L’argumentation
Historiquement, l’argumentation est née au cœur de la démocratie grec comme outil d’un nouveau rapport social plus juste et plus pacifié. L’argumentation n’a pas une définition juste ni exhaustive. Diverse théories sont abordées par différents auteurs à ce sens. En effet, selon Jean Belanger « l’argumentation est constituée par une série d’arguments reliés ou de façon moins méthodique, par une accumulation d’arguments qui tendent tous à obtenir l’acquiescement, l’accord, la croyance en la vérité, la justice, l’utilité de ce que nous soutenons contre ce que soutient notre adversaire».Cette définition s’emble incomplète en la comparant à celle soutenue par Philipe Breton (2006, 2007) ;selon laquelle : « argumenter c’est d’abord communiquer : nous sommes donc dans une « situation de communication », qui implique, comme toute situation de ce type des partenaires et un message ».On distingue deux types de l’argumentation : l’argumentation directe ou explicite et l’argumentation indirecte ou implicite.
L’argumentation directe : On dit qu’une argumentation est directe ou explicite lorsque l’auteur argumente lui-même, personnellement sans utiliser d’intermédiaire. Le message est explicite à tel point qu’il ne le fait pas passer à travers un récit ou une fiction.
L’argumentation indirecte : Par opposition à l’argumentation directe, l’argumentation indirecte ou implicite consiste à formuler une thèse en opposant des arguments avec des exemples.
La communication argumentative se distingue à d’autres activités de communications. Vouloir convaincre suppose une opinion que l’on va s’employer à défendre, à transporter vers l’auditoire en vue de lui faire partager. Les applications de l’argumentation sont immenses dans la vie privée comme dans la vie publique et professionnelle. La plus part des débats de société en ont massivement recours. Des débats pacifiques comme celui de la réduction d’un mandat présidentiel, de la légalisation de l’homosexuel etc. L’argumentation, pour qu’elle soit efficace, est régie sur de rigoureuses techniques et de stratégies. En effet, la plus part des techniques de l’argumentation ont été décrites au sein de la rhétorique ancienne, conçue comme « l’art de convaincre ». P. Breton fait savoir que la théorie d’Aristote (1967)décrit les techniques de l’argumentation au travers du rapport que l’auteur doit avoir avec son auditeur, ainsi que les principes éthiques qu’il faut mettre en œuvre en cette occasion.
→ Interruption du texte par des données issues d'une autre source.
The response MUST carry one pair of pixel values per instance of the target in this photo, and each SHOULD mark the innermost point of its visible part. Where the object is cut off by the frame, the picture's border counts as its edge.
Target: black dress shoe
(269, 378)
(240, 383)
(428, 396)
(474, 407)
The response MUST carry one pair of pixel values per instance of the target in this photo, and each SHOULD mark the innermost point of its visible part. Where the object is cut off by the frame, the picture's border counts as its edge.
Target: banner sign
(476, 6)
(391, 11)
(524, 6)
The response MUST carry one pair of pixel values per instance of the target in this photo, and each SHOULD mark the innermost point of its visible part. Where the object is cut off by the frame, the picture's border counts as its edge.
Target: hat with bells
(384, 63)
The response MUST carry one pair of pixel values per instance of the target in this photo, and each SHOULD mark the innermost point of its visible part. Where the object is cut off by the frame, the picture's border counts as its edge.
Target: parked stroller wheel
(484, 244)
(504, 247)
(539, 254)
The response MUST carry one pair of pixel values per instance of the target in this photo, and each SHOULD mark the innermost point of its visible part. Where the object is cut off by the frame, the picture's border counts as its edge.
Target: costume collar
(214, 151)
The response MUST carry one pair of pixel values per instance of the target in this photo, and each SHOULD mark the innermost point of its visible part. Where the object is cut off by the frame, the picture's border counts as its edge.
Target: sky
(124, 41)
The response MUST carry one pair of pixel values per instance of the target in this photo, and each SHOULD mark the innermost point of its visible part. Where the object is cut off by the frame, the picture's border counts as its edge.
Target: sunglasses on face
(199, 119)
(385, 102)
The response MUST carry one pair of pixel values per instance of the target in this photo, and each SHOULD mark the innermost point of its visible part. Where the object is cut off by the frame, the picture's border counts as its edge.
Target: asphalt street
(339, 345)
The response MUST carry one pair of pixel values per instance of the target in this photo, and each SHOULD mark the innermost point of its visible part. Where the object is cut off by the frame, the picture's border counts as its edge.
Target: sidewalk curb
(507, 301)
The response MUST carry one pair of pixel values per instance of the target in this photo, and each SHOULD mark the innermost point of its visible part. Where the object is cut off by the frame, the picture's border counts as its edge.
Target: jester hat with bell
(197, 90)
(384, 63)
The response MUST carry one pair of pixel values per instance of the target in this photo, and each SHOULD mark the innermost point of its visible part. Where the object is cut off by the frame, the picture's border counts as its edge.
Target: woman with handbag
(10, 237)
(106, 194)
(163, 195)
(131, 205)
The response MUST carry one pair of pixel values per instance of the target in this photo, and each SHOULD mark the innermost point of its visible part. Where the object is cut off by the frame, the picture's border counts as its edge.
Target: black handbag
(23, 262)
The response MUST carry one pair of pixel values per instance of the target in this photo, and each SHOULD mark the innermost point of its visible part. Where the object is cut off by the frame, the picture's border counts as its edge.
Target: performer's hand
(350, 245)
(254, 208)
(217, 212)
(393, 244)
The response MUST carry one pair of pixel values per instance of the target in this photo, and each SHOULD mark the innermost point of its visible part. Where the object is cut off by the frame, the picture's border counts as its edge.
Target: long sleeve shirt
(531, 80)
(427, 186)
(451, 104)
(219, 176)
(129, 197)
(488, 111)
Une argumentation doit techniquement et tactiquement se préparer. Il s’agit dans ce cas d’une anticipation à une situation de communication, à laquelle toutes les conditions de possibilité à la production d’un discours argumentatif seront confrontées. C’est ainsi que chaque locuteur ou orateur doit distinguer entre maintes étapes, avec à chaque fois des questions qui auront des réponses au courant d’une préparation préalable. En présence par exemple : quel auditeur aurai-je devant moi ?, qui suis-je pour lui ?, qui est-il pour moi ?, comment dois-je me comporter ?, quel est le meilleur ordre pour les arguments ?, quels arguments utiliser pour défendre l’opinion ? Il existe en effet plusieurs taxinomies d’arguments : des arguments s’appuyant sur une autorité, des arguments d’évidence ; c’est-à-dire ceux qui font appel à des présupposés communs, des arguments fondant leur référence à une réalité, des arguments qui s’inspirent de la démarche scientifique où l’on distingue le raisonnement par déduction ou par induction, des arguments qui utilisent des images fortes qui frappent l’imagination et les arguments évoquant une analogie. En effet, P. Breton et Proulx fournissent une explication sur la démarche de certains arguments comme suit :
« – La famille des arguments d’autorité : recouvre tous les procédés qui consistent à mobiliser une autorité positive ou négative, acceptée par l’auditoire et qui défend l’opinion que l’on propose ou que l’on critique.
– La famille des arguments de communauté : fait appel à des croyances ou à des valeurs partagées par l’auditeur qui contiennent déjà, en quelque sorte, l’opinion qui est l’entreprise de conviction.
– Les arguments de cadrage : consistent à présenter le réel de certains points de vue, en amplifiant par exemple certains aspects ou en minorant d’autres, afin de faire ressortir la légitimité d’une opposition.
– La famille des arguments d’analogie : met en œuvre des figures classiques, comme l’exemple, l’analogie à quatre (04) termes, ou la métaphore, en la dotant d’une portée argumentative. »
L’analyse de l’argumentation se fait, tant du point de vue technique tant du point de vue stratégique. L’approche de ces trois verbes : convaincre, persuader et délibérer, lesquels s’actualisent au tour de, « argumenter », permet aux locuteurs de s’inscrire dans une stratégie argumentative. Les stratégies qui tracent le schéma argumentatif varient. En effet,
– le locuteur peut choisir de défendre sa propre thèse et de passer sous-silence celle de son adversaire
– le locuteur peut aussi commencer à réfuter la thèse adverse ou à l’inverse, il peut se montrer conciliant en acceptant quelques points de la thèse adverse afin de mieux disposer le destinataire à accepter la sienne. Tout dépend du rapport de force réel ou supposé.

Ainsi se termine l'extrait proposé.